The Cape Ray is crewed by 35 mariners contracted by the Keystone Shipping Company. The original complement of 29 was expanded to 35 in order to provide hotel services aboard the ship. “The whole key here is teamwork,” said Rich Jordan, captain of the Cape Ray. “There has been an unbelievable amount of teamwork in this whole process, from the Maritime Administration, Military Sealift Command, to the Keystone Shipping Company,” added Jordan.
“We’ve had three or four days of hard training together where we’ve been making mariners out of them, and they’ve been making chemical destruction folks out of us. And we’re going to continue to train. The whole trip will be a combination of production, training, and being ready for the worst-case scenario.”
Also onboard the ship are 64 civilian specialists from the U.S. Army’s Edgewood Chemical Biological Center, Md. Before shipping out, the Army specialists trained for life aboard ship. “We’ve had three or four days of hard training together where we’ve been making mariners out of them, and they’ve been making chemical destruction folks out of us. And we’re going to continue to train. The whole trip will be a combination of production, training, and being ready for the worst-case scenario,” said Jordan. Several sea trials before the final departure were conducted to ensure that that the ship and systems were operational at various sea states. Jordan sounded happy about the training and readiness of everyone involved. “We’ve got some really good folks on here that know how to train, and we’ve been training them,” said Jordan. They have got all kinds of shipboard damage control, damage control training, and that sort of thing,” added Jordan.

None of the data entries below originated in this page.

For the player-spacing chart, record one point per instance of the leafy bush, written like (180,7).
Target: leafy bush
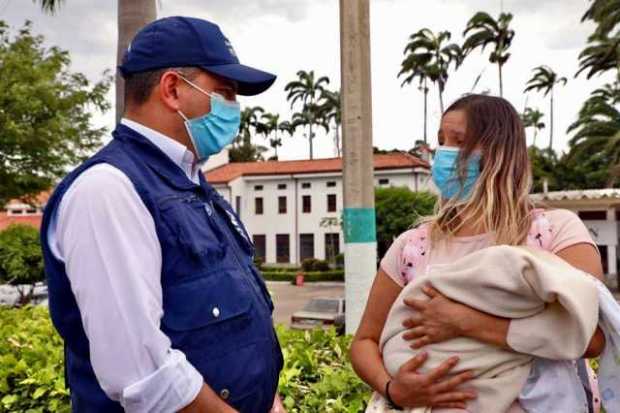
(21,259)
(266,268)
(31,363)
(313,264)
(313,276)
(317,375)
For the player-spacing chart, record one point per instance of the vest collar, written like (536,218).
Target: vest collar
(154,158)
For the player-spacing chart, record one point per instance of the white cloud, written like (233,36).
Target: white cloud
(284,36)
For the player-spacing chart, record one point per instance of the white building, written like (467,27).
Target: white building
(599,209)
(292,209)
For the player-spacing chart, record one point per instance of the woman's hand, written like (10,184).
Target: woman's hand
(437,319)
(412,389)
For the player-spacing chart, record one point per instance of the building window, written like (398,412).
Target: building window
(331,203)
(258,206)
(306,246)
(260,246)
(306,204)
(281,205)
(593,215)
(282,248)
(332,246)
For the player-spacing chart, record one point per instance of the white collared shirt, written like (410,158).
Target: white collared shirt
(106,237)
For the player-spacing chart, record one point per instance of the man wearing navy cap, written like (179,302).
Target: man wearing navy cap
(150,274)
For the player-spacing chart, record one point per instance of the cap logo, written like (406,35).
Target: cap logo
(230,48)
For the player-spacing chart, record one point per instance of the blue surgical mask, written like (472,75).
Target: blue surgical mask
(445,173)
(210,133)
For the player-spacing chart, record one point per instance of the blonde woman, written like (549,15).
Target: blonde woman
(483,140)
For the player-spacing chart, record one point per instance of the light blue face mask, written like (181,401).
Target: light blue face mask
(210,133)
(445,173)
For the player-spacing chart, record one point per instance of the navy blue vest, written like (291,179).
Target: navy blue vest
(216,307)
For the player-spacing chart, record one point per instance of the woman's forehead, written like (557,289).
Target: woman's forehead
(454,120)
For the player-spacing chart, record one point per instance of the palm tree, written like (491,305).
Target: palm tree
(243,150)
(250,122)
(428,58)
(545,79)
(132,16)
(601,55)
(604,12)
(484,31)
(597,128)
(603,50)
(307,91)
(269,126)
(330,111)
(597,131)
(533,118)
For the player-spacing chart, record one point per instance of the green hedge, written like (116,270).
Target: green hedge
(333,275)
(264,268)
(31,363)
(317,375)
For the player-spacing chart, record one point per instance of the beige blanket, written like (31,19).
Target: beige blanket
(510,282)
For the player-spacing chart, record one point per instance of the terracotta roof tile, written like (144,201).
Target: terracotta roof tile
(230,171)
(32,220)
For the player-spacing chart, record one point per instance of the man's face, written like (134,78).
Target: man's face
(194,102)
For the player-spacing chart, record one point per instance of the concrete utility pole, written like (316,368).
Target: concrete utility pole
(359,199)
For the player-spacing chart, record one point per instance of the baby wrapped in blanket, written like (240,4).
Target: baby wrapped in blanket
(509,282)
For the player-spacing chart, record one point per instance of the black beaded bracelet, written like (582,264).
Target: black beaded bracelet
(391,403)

The Cape Ray didn’t depart without some encouraging words from Secretary of Defense Chuck Hagel to Jordan and the crew of the Cape Ray, that recognized the historic nature of the mission. “You are about to accomplish something no one has tried. You will be destroying, at sea, one of the world’s largest stockpiles of chemical weapons and helping make a safer world,” said Hagel in a statement. “As you all know, your task will not be easy. Your days will be long and rigorous. But your hard work, preparation and dedication will make the difference,” added Hagel.
“You are about to accomplish something no one has tried. You will be destroying, at sea, one of the world’s largest stockpiles of chemical weapons and helping make a safer world.”
Despite Syrian delays, The Cape Ray’s sailing means that the timeline set by the international community for the destruction of Syria’s chemical weapons, once they have been removed from Syria, remain on track. The OPCW has targeted June 30 as the date for the total destruction of Syrian chemical weapons. Since 45 “down days” have been built in to the Cape Ray’s mission, for possible weather, so theoretically the mission could be competed before June 30. The U.S., the U.N, and the OPCW used the departure of the Cape Ray to emphasize that they expect Assad to meet his international obligations and commitment to the destruction Syria’s chemical weapons stockpiles.